Um die Produktionskosten für Spritzguss-Formen niedrig zu halten, eignet sich der 3D-Druck. Darüber hinaus kann mit der Wahl dieser Fertigungstechnik Herstellungszeit gespart werden.
Einleitung
Additive Fertigung ist zweifellos ein vielseitig einsetzbares Fertigungsverfahren. Auch wenn es von Natur aus Nachteile mit sich bringt, werden dessen Vorteile in industriellen Anwendungen der unterschiedlichsten Wirtschaftszweige genutzt. Ein Beispiel hierfür ist die Massenfertigung von Spritzgussteilen. Diese geht einher mit einer Vielzahl von Herausforderungen bei der Herstellung der Gussform wie der Formkomplexität, Herstellungskosten und dem Zeitaufwand. Auf Grund dieser Einschränkungen besteht der Bedarf an alternativen Methoden zur Herstellung von Formeinsätzen. Lösungen bieten additive Fertigungsmethoden wie 3D-Druck-Technologien, die die Herstellung von Formeinsätzen in kürzester Zeit ermöglicht. Zudem wird das iterative Testen der Gussform, welches bekanntlich hohe Kosten verursacht, deutlich günstiger. In Anbetracht der Kosten haben sich Kunststoffe als das Material der Wahl für den 3D-Druck von Gussformen herauskristallisiert. Allerdings sind nur wenige Polymere bis zu einer Temperatur von 260 °C strukturell stabil, welche normalerweise im kommerziellen Kunststoffspritzguss angewandt wird. Diese Polymere spielen derzeit noch keine große Rolle in den 3D-Druck-Technologien, trotz der jüngst vorgestellten Errungenschaft, das Hochtemperaturpolymer PEEK (Polyetheretherketon) durch die 3D-Druck-Verfahren selektives Lasersintern/Laserschmelzen (SLS, SLM) und Fused Filament Fabrication (FFF) zu verarbeiten.

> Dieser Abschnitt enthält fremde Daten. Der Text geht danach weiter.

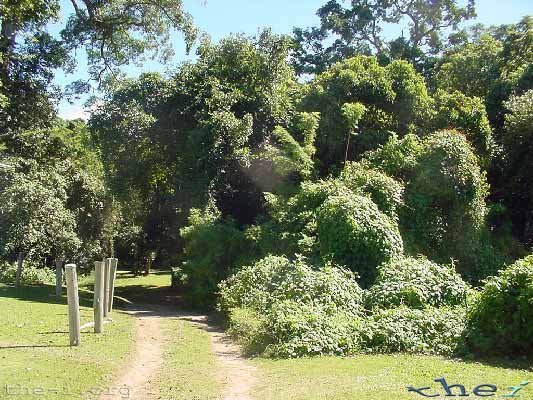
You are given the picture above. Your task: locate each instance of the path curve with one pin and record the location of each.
(136, 378)
(235, 374)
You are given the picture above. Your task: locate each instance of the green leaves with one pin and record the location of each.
(499, 321)
(115, 33)
(354, 233)
(292, 309)
(416, 283)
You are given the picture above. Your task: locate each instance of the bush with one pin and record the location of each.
(303, 329)
(500, 322)
(416, 283)
(288, 309)
(274, 279)
(250, 329)
(213, 249)
(386, 192)
(353, 232)
(428, 331)
(293, 221)
(31, 274)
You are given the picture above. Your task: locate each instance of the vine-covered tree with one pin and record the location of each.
(358, 29)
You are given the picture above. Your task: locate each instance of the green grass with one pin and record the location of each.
(376, 377)
(154, 288)
(189, 369)
(35, 352)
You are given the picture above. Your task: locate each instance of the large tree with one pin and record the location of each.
(358, 28)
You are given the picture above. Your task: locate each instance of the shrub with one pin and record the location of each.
(468, 115)
(353, 232)
(500, 322)
(416, 283)
(213, 248)
(250, 329)
(288, 309)
(292, 228)
(31, 274)
(274, 279)
(304, 329)
(386, 192)
(428, 331)
(445, 211)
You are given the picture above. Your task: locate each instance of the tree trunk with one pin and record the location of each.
(59, 277)
(7, 44)
(20, 265)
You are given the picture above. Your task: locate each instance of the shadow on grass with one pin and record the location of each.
(500, 362)
(147, 294)
(43, 294)
(36, 346)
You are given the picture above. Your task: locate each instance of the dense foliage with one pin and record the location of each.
(499, 322)
(290, 309)
(416, 283)
(333, 192)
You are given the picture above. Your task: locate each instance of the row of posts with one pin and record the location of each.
(105, 273)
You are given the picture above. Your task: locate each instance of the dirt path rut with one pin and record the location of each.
(236, 375)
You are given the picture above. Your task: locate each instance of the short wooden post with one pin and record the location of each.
(98, 297)
(20, 266)
(59, 277)
(107, 269)
(73, 305)
(112, 277)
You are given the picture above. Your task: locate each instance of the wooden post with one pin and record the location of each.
(112, 277)
(73, 305)
(20, 265)
(59, 277)
(107, 267)
(98, 297)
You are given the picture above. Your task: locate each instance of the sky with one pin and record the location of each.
(220, 18)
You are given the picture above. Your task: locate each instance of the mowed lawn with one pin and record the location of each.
(36, 359)
(379, 377)
(35, 355)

Die laserbasierten Systeme sind im Allgemeinen übermäßig teuer in Bezug auf Maschinenpreise und laufende Kosten, während das FFF System deutlich erschwinglicher ist und geringere laufenden Kosten aufzeigt. Die Kombination des hochtemperaturbeständigen PEEK und der FFF 3D-Druck-Technologie eröffnet eine neue Möglichkeit der kosteneffizienten Herstellung von Formeinsätzen.

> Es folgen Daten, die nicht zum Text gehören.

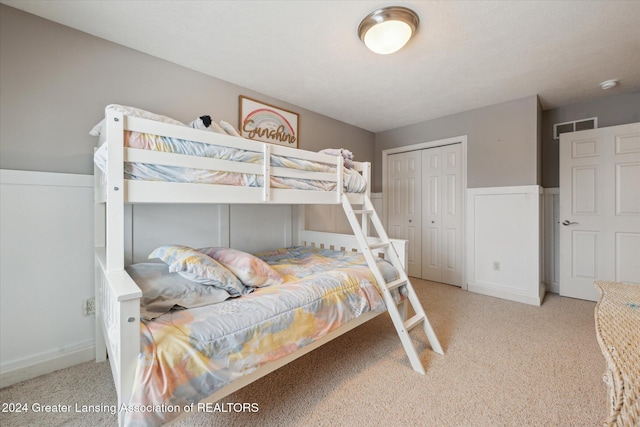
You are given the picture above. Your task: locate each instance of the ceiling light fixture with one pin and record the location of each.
(609, 84)
(388, 29)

Flexibilität der FFF 3D-Druck Technologie bei der Gussformenherstellung
Die FFF 3D-Druck Technologie wurde speziell für thermoplastische Materialien entworfen. Derartige Polymere können in den verschiedensten technischen Anwendungen eingesetzt werden, in reiner Form oder gefüllt mit unterschiedlichen Materialien, um Eigenschaften einzustellen, welche im reinen Polymer nicht vorhanden sind. Eine der größten Herausforderungen für die Werkstoffe im Gussformentwurf ist die Wärmeleitung des flüssigen Materials, welches die Gussform an Stellen weit entfernt vom Einspritzpunkt füllt. Das Design muss die latente Wärme in der Schmelzmasse berücksichtigen, da der Erstarrungsprozess und die Formbildung der Schmelze zeitabhängig negativ beeinflusst wird.
Der thermische Einfluss auf die Polymermasse muss daher schnell reduziert werden, sobald der Formhohlraum einmal gefüllt ist. Dieser Prozess wird durch die Verwendung von Formeinsatzmaterial mit nennenswerter Wärmeleitung unterstützt.
Die meisten technischen Polymere haben eine Wärmeleitung im Bereich von 0.03 bis 0.5 Wm-1K-1. Dieser Wert ist zu gering, um die Wärme schnell aus der Schmelze über die Maschine abzuleiten. Auch ohne Einsatz eines durch Kühlmittel unterstützten Prozesses bleibt die Verwendung von adäquatem wärmeleitfähigem Material für die Formeinsätze eine bevorzugte Lösung im Ingenieurwesen. Deshalb können Formeinsätze, hergestellt aus Polymeren gefüllt mit hoch wärmeleitfähigen Materialen (wie Graphen <1500 bis 2500 Wm-1K-1>, Kohlenstoff-Nanoröhren <2000 bis 6000 Wm-1K-1>, Graphit <100 bis 600 Wm-1K-1> oder Aluminium <205 Wm-1K-1>), eine brauchbare Lösung darstellen.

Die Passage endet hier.